Sun’s new 3-D look:
"A Web page appears to be transparent, allowing you to see the details of other pages behind it. Kawahara grabs the page with the mouse and stacks it sideways so that it becomes just one among several books on a shelf. Then he spins it around so that he can write a Post-it note on the back."
Interesting. And it’s one of the innovations through which Sun Microsystems, which has been losing money for nine of the past 11 quarters and is being "hounded by analysts to drastically downsize its workforce and rein in spending on research and development," hopes to use PCs to attract new business.
Kawahara is Hideya Kawahara and he’s the 33-year-old creator of Looking Glass, a 3-D effect he came up with as part of a crew creating desktop software for Linux, says thre Mercury News here, continuing that it seems he should be at Microsoft developing a future version of Windows software, but:
"I didn’t just want to follow Windows and do a better job chasing them," he says in the report. "It’s not as interesting to follow. We should dream some new world."

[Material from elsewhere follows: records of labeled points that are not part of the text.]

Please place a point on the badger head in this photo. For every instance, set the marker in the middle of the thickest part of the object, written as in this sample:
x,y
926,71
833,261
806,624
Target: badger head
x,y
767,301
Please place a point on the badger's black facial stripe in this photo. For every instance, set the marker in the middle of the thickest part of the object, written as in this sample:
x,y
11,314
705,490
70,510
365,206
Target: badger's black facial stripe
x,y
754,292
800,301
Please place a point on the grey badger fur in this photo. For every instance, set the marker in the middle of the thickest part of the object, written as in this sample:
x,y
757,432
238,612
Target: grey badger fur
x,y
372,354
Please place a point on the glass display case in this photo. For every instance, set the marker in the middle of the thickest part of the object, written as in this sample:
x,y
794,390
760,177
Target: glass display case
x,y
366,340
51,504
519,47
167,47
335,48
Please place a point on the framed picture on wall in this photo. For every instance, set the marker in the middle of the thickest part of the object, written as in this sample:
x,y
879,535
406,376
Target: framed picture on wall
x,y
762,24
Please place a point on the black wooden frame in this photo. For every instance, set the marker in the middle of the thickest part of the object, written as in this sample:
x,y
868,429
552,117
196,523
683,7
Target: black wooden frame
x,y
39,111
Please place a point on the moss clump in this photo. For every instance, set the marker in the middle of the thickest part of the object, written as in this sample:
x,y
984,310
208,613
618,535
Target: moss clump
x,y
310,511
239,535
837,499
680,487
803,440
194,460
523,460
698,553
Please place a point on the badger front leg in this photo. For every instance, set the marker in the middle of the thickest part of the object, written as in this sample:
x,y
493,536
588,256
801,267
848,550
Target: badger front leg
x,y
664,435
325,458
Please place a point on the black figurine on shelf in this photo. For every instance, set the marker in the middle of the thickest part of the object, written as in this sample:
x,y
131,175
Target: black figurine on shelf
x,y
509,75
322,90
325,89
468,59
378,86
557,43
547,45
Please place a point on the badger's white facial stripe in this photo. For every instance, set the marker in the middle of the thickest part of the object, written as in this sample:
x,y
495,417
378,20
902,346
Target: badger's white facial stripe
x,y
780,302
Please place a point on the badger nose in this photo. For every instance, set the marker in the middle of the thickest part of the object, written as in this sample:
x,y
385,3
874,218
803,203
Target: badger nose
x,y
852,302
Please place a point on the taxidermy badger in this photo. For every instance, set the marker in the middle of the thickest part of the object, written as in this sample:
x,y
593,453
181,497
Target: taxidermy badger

Since Kawahara’s work is aimed at PC buyers, it’s one of the few tangible, easily understood examples that Sun’s leaders can show to analysts and shareholders to demonstrate the company will get payback from research and development, the report says – "And since Kawahara did the programming on his own time, his work underscores the serendipitous nature of innovation."
The Looking Glass effect can be applied to Web browsers, word processing or any other desktop application.
Kawahara was born and educated in Japan but moved to Sun in 1997 as one of many programmers who began adapting Java so that it could run on cell phones and television set-top boxes. At the same time, he was studying 3-D graphics and "Looking Glass really got going after Kawahara dropped his laptop in October 2002," says the Mercury News.
He bought a new one with a 16" screen and on a whim, "loaded the Linux operating system onto it," says the Mercury New.
He created the 3-D software in his apartment and eventually, it reached Curtis Sasaki, a vp of desktop solutions. "We saw the potential," Sasaki said. "There hasn’t been any change to the way the desktop software looks since 1984."
Added Sun Chief Executive Scott McNealy, "It’s easy to duplicate a user interface that has been around for a lot of years, but it’s more interesting to innovate. An operating system isn’t like a car where the pedal has to be on the right hand side.”
Now Sasaki said that Sun hopes to make Looking Glass into a software platform other programmers can exploit to create new software for business and home use, says the report.
Sun executives believe fostering innovation like Kawahara’s work eventually will benefit Sun’s bottom line and accordingly, it’s begun filing patents on his work.
"The reason we zoomed in on this is that we think the desktop is going to go through a rebirth," says John Fowler, cto for Sun’s software division.